Here, invisible yet strong, was the taboo of the old life. Round the squatting child was the protection of parents and school and policemen and the law.

The “old life” refers to the boys’ lives prior to crashing on the island and having to fight for survival. Their new life on the island is one where there are no adults. By implication, there is no one to ensure the boys’ behavior fits within the boundaries of moral and societal expectations. In this description, Roger observes a younger boy, Henry, and starts to test the boundaries which he, Roger, had been taught while growing up within the “norms” of society.

In all aspects of the “old life”—at school, at home, in public—Roger would have been taught not to be maliciously violent and to not bully younger boys. Here he is tempted to test these boundaries by throwing stones in Henry’s direction. However, the adult representatives of rules and orderly behavior—“parents and school and policemen and the law”—are still uppermost in Roger’s mind. The memory of these adults ensures that Roger’s behavior does not overstep the boundaries in that he does not make a direct hit on Henry with a stone.

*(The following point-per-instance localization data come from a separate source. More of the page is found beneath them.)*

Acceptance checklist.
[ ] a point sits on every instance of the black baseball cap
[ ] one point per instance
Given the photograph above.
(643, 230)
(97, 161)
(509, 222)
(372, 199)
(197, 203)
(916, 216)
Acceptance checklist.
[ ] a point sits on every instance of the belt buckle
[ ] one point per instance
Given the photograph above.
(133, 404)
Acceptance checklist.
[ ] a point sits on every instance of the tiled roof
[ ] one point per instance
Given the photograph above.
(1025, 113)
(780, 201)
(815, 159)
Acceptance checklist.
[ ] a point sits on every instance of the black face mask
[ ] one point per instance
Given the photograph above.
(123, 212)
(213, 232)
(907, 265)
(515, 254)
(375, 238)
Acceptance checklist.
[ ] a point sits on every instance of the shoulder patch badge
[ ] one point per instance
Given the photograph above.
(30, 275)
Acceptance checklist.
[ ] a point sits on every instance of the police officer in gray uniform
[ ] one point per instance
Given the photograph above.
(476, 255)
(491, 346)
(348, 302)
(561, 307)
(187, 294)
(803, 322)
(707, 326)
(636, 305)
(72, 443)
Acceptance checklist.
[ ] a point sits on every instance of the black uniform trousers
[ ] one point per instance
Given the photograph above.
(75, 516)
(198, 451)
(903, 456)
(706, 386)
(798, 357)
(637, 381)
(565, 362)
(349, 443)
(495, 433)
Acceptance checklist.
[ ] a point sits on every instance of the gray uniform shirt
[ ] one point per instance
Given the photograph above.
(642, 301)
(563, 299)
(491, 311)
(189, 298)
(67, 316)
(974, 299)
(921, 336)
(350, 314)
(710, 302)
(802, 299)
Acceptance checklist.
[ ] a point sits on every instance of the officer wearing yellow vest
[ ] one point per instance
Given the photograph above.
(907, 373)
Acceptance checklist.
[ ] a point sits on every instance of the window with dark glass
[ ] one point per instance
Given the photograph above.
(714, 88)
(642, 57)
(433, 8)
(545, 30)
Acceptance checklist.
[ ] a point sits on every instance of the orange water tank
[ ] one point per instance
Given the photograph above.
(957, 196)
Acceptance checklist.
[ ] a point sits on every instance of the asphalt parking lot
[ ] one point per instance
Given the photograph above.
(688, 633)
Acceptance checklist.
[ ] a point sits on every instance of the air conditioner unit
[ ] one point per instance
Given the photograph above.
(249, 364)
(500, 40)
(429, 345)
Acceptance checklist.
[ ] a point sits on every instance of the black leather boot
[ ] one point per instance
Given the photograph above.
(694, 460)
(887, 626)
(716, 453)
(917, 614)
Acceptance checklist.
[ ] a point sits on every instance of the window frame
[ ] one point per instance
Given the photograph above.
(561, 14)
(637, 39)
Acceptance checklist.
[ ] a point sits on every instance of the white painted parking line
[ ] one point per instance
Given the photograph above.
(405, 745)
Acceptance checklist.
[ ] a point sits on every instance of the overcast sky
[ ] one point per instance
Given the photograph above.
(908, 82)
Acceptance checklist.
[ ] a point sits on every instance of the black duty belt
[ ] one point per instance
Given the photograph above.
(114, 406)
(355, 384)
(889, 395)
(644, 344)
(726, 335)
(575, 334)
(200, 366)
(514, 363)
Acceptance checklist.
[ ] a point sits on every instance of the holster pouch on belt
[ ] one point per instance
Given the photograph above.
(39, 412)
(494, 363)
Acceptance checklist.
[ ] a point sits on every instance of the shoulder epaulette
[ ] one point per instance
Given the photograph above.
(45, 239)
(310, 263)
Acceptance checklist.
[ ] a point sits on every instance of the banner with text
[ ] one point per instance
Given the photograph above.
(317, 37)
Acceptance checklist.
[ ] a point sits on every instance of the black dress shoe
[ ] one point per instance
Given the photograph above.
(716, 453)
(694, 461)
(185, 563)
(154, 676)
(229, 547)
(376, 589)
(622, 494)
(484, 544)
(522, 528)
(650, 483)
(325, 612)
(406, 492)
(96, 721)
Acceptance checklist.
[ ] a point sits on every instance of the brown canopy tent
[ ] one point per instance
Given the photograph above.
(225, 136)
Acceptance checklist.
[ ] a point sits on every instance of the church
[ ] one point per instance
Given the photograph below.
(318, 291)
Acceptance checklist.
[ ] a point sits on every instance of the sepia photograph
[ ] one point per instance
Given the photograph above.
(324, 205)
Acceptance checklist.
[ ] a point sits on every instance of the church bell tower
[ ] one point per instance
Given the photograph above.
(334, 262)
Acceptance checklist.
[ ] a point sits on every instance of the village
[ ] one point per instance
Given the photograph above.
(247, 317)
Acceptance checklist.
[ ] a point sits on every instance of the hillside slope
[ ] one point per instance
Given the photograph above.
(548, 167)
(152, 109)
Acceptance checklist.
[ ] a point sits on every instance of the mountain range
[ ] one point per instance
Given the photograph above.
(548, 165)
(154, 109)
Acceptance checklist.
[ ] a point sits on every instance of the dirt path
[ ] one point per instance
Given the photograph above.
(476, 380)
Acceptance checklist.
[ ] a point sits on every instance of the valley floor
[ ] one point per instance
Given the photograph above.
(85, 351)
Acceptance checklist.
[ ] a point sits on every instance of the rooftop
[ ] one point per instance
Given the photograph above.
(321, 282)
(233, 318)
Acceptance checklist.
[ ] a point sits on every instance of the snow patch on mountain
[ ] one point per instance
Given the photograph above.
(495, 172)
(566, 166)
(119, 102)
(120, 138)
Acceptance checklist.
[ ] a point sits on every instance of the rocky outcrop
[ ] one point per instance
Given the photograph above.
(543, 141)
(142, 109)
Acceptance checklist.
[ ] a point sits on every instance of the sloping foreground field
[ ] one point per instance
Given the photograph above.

The “old life” is thus the reference to all the rules and guidelines for behavior which a young boy would be taught at home, at school, and in society. In the same way certain things would be taught to be "taboo" or things which should never be done. One such taboo would be to purposefully throw a stone at a younger child with the intention of harming this child. This is what tempts Roger and he tests the boundaries in this extract.